Tuning Linux VM swapping
Lank writes "Kernel developers started discussing the pros and cons of swapping to disk on the Linux Kernel mailing list. KernelTrap has coverage of the story on their homepage. Andrew Morton comments, 'My point is that decreasing the tendency of the kernel to swap stuff out is wrong. You really don't want hundreds of megabytes of BloatyApp's untouched memory floating about in the machine. Get it out on the disk, use the memory for something useful.' Personally, I just try to keep my memory usage below the physical memory in my machine, but I guess that's not always possible..."
"You really don't want hundreds of megabytes of BloatyApp's untouched memory floating about in the machine. Get it out on the disk, use the memory for something useful."

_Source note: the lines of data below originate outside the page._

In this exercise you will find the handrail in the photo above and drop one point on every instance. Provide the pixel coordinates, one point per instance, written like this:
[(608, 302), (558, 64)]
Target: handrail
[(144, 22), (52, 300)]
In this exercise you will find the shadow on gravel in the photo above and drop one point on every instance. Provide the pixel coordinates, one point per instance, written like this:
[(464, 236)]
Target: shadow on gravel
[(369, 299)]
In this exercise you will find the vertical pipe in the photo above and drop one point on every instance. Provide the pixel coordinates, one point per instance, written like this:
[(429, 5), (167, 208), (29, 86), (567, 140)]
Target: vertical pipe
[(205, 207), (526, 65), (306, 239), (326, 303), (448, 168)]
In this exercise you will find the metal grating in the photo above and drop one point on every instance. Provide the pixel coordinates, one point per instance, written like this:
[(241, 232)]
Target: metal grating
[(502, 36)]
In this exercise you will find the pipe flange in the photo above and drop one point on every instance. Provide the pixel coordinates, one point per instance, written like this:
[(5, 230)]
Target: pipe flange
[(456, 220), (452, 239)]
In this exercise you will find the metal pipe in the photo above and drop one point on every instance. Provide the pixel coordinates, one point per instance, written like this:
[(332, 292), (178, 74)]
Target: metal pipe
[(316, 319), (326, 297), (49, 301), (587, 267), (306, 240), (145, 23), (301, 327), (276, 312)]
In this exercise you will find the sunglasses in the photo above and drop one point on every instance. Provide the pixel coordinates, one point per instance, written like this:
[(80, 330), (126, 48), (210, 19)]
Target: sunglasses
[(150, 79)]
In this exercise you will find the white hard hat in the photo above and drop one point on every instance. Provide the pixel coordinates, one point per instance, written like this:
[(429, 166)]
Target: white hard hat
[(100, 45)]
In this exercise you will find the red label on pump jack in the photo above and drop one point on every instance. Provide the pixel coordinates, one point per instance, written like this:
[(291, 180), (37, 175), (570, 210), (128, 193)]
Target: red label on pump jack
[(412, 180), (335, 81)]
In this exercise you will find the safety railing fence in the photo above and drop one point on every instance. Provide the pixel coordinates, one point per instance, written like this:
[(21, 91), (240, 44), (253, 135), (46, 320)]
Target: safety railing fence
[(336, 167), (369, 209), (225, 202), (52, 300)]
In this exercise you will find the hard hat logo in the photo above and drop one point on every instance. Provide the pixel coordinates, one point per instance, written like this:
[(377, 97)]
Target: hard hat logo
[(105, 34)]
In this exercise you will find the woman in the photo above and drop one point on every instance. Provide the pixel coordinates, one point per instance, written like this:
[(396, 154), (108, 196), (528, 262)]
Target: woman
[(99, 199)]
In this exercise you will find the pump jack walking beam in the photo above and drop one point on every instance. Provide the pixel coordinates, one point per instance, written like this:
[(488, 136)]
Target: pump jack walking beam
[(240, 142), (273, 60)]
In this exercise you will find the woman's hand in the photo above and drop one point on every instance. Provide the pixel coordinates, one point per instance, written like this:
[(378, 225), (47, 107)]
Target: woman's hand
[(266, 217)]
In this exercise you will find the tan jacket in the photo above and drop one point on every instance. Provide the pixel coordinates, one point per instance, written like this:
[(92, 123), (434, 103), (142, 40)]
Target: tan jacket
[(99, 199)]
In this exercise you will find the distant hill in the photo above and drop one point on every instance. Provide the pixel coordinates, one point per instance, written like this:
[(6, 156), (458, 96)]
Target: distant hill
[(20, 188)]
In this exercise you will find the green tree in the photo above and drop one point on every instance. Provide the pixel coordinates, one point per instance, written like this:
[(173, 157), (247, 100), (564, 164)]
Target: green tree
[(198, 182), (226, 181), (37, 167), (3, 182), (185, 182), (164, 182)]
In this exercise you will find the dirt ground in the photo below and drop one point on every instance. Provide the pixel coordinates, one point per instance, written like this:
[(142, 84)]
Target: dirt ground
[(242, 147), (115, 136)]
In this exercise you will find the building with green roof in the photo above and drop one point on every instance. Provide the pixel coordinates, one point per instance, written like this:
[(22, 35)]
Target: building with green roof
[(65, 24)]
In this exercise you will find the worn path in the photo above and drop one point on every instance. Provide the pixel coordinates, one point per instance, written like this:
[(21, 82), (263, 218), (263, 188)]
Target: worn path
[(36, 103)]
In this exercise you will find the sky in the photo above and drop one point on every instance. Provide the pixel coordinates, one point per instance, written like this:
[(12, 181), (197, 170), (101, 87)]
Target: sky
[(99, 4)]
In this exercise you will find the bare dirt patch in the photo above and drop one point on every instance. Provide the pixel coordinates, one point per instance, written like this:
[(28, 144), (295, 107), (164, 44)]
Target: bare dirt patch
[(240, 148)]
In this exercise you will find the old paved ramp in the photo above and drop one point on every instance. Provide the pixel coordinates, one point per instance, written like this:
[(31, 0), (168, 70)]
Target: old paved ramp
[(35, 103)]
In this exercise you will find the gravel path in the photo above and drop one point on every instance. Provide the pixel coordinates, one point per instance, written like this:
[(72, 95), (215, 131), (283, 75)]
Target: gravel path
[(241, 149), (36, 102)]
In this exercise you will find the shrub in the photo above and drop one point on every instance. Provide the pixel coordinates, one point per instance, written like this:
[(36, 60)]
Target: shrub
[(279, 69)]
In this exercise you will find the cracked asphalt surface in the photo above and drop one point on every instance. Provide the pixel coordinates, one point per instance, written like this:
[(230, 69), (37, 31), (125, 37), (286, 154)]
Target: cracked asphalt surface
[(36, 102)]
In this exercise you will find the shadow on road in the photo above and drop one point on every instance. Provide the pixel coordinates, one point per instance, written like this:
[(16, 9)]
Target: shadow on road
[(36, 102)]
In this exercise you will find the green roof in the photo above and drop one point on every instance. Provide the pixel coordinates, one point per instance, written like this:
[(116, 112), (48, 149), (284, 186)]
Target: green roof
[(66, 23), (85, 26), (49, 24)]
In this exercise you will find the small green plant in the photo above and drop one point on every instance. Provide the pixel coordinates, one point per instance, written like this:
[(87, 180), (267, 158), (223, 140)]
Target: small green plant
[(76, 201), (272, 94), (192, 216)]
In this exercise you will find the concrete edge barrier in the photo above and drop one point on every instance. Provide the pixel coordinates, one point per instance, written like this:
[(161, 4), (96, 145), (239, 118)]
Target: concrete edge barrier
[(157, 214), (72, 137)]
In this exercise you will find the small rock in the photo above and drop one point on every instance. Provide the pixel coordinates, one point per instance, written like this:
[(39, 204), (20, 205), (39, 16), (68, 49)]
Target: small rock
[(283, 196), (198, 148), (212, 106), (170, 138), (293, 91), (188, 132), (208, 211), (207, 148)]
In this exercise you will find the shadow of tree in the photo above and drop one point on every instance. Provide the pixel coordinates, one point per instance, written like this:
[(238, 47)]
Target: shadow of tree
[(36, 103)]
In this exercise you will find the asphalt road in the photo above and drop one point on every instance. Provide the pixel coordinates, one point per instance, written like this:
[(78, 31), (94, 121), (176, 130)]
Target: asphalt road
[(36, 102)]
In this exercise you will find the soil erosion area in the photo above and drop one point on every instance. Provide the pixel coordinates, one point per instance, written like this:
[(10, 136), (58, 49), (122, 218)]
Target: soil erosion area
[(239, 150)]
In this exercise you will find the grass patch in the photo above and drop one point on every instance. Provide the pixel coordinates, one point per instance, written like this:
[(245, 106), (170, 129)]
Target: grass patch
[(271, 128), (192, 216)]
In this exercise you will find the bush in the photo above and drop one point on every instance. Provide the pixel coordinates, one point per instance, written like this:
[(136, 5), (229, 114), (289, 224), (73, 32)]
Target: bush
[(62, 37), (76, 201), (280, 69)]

I absolutely despise the way that XP swaps out applications in order to make the disk cache larger. I have 1GB of RAM on my machine precisely so I don't have to wait two minutes for it to swap my web browser back in after it's swapped out... yet if I copy a 2GB file from one drive to another, the stupid operating system will swap out all the applications it can just to make the cache larger.
Please, please, don't take Linux down the same braindead route as Microsoft has done for XP. It's utterly insane to swap out my browser so that a 2GB file can be copied two seconds faster when I then have to wait two minutes for the browser to swap back in. Or at least provide some kind of '#define STOP_VM_SWAPPING_STUPIDITY' so that I can disable it.
She had just procured a new Sun machine with 2 GB of RAM. Mind you, disk space hadn't grown all that significantly and you could still get machines with 9 GB drives.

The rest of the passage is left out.